Recently I've come across such limitation and I implemented a variation of Visitor Pattern (may be abuse of it). But that helped me to solve the problem.

I'm no architect, just a developer. So pardon me if am abusing the design pattern, but sure this will help.

With provided information I created mocks of your classes and applied visitor pattern as follows.

public class Matrix<T>
{
    public T Obj { get; set; }
}

public interface INonGenericWrapper
{
    void Wrap();
    void Accept(IVisitor visitor);
}

public class Wrapper<T> : INonGenericWrapper
{
    public Matrix<T> Matrix { get; private set; }

    public void Wrap()
    {
        //Your domain specific method
    }

    public void Accept(IVisitor visitor)
    {
        visitor.Visit(this);
    }
}

public interface IVisitor
{
    void Visit<T>(T element);
}

public class SerializationVisitor : IVisitor
{
    public void Visit<T>(T element)
    {
        new Serializer<T>().Serialize(element);
    }
}

public class Serializer<T>
{
    public Stream Serialize(T objectToSerialize)
    {
        Console.WriteLine("Serializing {0}", objectToSerialize);
        //Your serialization logic here
        return null;
    }
}

How to use:

List<INonGenericWrapper> wrappers = new List<INonGenericWrapper>();
wrappers.Add(new Wrapper<object>());
wrappers.Add(new Wrapper<string>());
wrappers.Add(new Wrapper<int>());
var visitor = new SerializationVisitor();//Create the operation you need to apply
foreach (var wrapper in wrappers)
{
    wrapper.Accept(visitor);
}

All you've to do is create a new visitor for each operation you need to perform.
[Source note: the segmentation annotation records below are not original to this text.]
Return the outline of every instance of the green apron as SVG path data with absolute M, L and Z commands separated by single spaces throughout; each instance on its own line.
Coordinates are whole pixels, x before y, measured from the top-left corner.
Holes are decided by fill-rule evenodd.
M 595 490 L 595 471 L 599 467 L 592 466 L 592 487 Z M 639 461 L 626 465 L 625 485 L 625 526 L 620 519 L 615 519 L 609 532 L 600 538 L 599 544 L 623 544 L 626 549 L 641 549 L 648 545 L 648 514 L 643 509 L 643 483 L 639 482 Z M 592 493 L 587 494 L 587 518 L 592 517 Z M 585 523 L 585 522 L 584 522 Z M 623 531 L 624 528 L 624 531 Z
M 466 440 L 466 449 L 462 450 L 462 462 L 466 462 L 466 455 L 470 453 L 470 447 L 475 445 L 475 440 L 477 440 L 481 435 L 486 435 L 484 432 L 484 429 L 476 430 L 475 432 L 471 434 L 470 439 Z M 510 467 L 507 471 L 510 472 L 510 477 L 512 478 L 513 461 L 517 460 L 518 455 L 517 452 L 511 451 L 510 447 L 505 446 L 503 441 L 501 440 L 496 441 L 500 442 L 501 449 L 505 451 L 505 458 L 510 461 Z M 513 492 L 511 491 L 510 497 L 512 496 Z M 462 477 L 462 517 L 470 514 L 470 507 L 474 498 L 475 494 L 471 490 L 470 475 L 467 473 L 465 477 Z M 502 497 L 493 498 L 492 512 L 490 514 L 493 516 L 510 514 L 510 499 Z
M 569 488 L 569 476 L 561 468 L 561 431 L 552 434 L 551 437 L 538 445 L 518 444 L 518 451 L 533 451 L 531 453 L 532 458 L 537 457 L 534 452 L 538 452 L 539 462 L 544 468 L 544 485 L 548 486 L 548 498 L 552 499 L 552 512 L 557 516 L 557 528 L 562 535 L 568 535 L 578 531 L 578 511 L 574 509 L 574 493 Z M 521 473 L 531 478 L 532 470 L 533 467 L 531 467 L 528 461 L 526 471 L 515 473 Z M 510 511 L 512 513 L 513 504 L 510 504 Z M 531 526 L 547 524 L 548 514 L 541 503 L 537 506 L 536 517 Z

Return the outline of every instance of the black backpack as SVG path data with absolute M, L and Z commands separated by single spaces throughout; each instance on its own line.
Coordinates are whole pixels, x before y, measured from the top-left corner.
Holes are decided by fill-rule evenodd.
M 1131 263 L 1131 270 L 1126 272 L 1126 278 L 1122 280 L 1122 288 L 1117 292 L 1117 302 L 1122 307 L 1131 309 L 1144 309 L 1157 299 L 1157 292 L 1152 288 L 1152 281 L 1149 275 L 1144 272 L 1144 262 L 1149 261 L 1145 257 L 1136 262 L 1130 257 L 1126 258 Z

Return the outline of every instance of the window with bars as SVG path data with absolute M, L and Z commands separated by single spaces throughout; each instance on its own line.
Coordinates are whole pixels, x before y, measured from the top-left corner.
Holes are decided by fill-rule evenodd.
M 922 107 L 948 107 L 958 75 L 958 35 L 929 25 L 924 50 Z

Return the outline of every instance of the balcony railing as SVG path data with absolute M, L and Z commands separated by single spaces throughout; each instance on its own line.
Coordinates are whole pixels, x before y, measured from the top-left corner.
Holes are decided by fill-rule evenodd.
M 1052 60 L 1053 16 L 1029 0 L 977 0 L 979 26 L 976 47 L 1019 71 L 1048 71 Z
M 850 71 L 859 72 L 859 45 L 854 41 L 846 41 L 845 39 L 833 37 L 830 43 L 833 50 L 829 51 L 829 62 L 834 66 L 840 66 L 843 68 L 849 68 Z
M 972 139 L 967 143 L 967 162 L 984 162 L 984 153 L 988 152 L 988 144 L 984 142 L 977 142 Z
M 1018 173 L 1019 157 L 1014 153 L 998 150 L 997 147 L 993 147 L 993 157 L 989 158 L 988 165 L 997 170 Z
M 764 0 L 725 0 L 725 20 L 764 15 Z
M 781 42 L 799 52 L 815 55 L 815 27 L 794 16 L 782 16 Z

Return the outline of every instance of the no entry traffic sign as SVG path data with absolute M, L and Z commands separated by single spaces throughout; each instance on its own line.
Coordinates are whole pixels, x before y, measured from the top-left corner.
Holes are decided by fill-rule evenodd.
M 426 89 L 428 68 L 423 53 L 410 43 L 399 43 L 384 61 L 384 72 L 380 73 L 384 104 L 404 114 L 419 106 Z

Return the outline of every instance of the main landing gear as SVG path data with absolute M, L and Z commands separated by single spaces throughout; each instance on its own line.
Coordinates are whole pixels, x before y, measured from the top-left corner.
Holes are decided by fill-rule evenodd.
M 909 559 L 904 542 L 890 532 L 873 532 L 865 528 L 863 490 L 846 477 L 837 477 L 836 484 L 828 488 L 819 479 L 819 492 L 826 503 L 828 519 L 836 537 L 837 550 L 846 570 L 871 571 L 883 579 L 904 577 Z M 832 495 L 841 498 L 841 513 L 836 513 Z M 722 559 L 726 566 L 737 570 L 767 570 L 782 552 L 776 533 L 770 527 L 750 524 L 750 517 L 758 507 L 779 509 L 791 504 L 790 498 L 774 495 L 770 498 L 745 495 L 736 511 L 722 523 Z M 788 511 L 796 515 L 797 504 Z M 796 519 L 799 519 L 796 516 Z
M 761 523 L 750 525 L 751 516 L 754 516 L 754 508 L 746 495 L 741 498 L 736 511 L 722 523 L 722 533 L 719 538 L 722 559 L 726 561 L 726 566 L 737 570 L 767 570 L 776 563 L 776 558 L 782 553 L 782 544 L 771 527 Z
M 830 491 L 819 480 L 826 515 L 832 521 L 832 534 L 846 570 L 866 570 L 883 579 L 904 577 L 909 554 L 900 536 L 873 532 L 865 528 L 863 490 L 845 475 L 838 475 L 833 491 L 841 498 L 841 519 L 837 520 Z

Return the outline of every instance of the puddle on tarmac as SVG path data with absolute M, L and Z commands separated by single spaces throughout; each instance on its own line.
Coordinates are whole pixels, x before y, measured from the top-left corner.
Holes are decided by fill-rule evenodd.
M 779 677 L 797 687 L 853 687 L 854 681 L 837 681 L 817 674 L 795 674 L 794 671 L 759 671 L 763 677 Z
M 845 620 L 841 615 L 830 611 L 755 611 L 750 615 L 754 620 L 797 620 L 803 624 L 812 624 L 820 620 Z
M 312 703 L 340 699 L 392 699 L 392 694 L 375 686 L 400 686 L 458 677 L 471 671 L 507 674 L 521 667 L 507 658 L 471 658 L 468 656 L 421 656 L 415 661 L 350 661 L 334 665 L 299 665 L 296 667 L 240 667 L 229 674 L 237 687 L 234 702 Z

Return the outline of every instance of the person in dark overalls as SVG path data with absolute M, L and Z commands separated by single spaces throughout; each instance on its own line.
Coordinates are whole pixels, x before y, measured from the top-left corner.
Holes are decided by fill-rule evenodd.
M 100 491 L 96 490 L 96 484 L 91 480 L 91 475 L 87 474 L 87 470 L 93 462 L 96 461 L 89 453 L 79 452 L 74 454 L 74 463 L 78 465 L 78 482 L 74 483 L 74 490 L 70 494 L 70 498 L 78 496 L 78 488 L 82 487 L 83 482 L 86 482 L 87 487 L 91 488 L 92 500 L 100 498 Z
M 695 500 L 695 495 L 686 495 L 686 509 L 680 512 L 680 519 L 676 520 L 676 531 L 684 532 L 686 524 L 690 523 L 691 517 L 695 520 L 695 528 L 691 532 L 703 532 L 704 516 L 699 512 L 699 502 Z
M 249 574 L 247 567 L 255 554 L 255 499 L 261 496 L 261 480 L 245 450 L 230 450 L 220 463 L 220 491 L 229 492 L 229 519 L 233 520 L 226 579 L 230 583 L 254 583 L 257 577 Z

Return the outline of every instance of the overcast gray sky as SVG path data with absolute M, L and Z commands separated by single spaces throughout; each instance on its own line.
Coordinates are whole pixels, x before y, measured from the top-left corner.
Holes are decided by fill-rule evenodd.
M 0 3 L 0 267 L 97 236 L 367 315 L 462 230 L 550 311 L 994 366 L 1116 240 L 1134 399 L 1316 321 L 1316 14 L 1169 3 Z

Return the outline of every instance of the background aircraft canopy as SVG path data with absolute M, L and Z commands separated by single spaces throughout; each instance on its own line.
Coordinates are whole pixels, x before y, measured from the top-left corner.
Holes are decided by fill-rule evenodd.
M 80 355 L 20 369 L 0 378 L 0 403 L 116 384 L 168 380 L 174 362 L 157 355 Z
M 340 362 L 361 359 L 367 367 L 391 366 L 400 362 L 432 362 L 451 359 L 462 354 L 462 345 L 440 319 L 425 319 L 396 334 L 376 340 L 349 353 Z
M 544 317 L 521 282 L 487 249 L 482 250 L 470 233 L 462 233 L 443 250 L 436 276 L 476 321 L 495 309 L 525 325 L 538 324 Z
Here is the Demo which outputs

Serializing Wrapper`1[System.Object]
Serializing Wrapper`1[System.String]
Serializing Wrapper`1[System.Int32]

Otros consejos

You have said that you want to be able to insert data into the collection based on the covariantly exposed type. This is simply not possible. For a type to be covariant it needs to not expose any means of inserting data. The type would need to be contravariant to support that, but if the type is contravariant then it cannot expose the information in a covariant manor.

In short, this is impossible, and not just impossible because of what C# as a language has implemented, but impossible on a conceptual level. It's not possible to implement a statically typed solution to this problem in any conceivable language.